Runners don’t cope well with injury. From years of experience treating various sports people and athletes at different levels, endurance athletes and, more specifically runners, find it most difficult to cope psychologically with being injured. Advice that they must rest an injury even for two to three days can be devastating for a runner, in a way that doesn’t seem to be the case for most other athletes. There are two distinct groups of runners that we see in practice both of whom are equally devastated by injuries – the novice runner and the competitive runner.
The Novice Runner
The novice runner, perhaps taking up running to fulfil a personal ambition of completing a 10k, half marathon or full marathon is the first type of runner whom we see in practice. Generally these runners are working to a programme and injury forces deviation from this plan which doesn’t sit well with them. Panic can set in that they haven’t, for example, ran greater than 16-18 miles yet and it’s only 6 weeks to the marathon.
The first thing to remember for this group is that you’ve already completed 2-3 months of training and that will stand to you. Avoid talking to more seasoned runners about their preparations. It can heighten panic, if you begin to hear stories of people having run, for example 22 miles at the 6 week to go stage. You need to get your injury assessed initially. Preferably go to a chartered physiotherapist with experience dealing with runners. Very often some physio an appropriate rest period and a slight adaptation to the training programme is all that’s needed to ensure that you get to the starting line.
The Competitive Runner
More competitive runners also deal poorly with injury. This group, often chasing times and placing’s, can’t avoid the feeling that all other athletes are getting ahead of them while they rest up an injury. It’s assumed by this group that for every other runner in the country training is going seamlessly, and there are no niggles, doubts or injury concerns.
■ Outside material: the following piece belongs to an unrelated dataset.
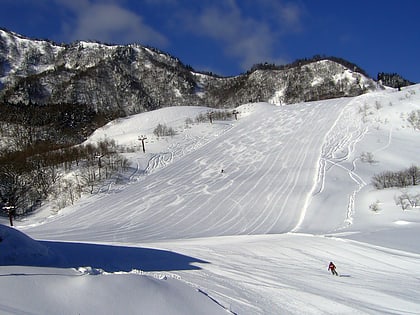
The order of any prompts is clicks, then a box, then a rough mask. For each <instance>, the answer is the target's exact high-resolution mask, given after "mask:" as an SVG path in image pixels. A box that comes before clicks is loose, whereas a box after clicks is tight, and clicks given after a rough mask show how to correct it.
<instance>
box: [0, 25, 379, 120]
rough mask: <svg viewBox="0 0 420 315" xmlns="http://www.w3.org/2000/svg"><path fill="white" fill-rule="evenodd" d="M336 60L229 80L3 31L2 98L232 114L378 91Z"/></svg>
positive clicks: (151, 54) (218, 77) (159, 55)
Advice to this group similarly is to avoid talking to their peers. This heightens anxiety in relation to missed training sessions. Also know that as a physiotherapy clinic we see lots of runners so your peers are perhaps not having as seamless and injury free time as you’re allowing yourself to believe. The benefit of running being an individual sport is that you compete against yourself. You therefore need to focus on what’s within your locus of control. You can’t influence anyone else’s training so you need to forget about them.
Get your injury assessed by a chartered physiotherapist. Know that they have your recovery and your return to running as their foremost goal. If a rest period is advised, know that this is done so in your best interests and with a view to returning you to training as quickly as possible. Take all professional advice and avoid the dressing room talk with other runners.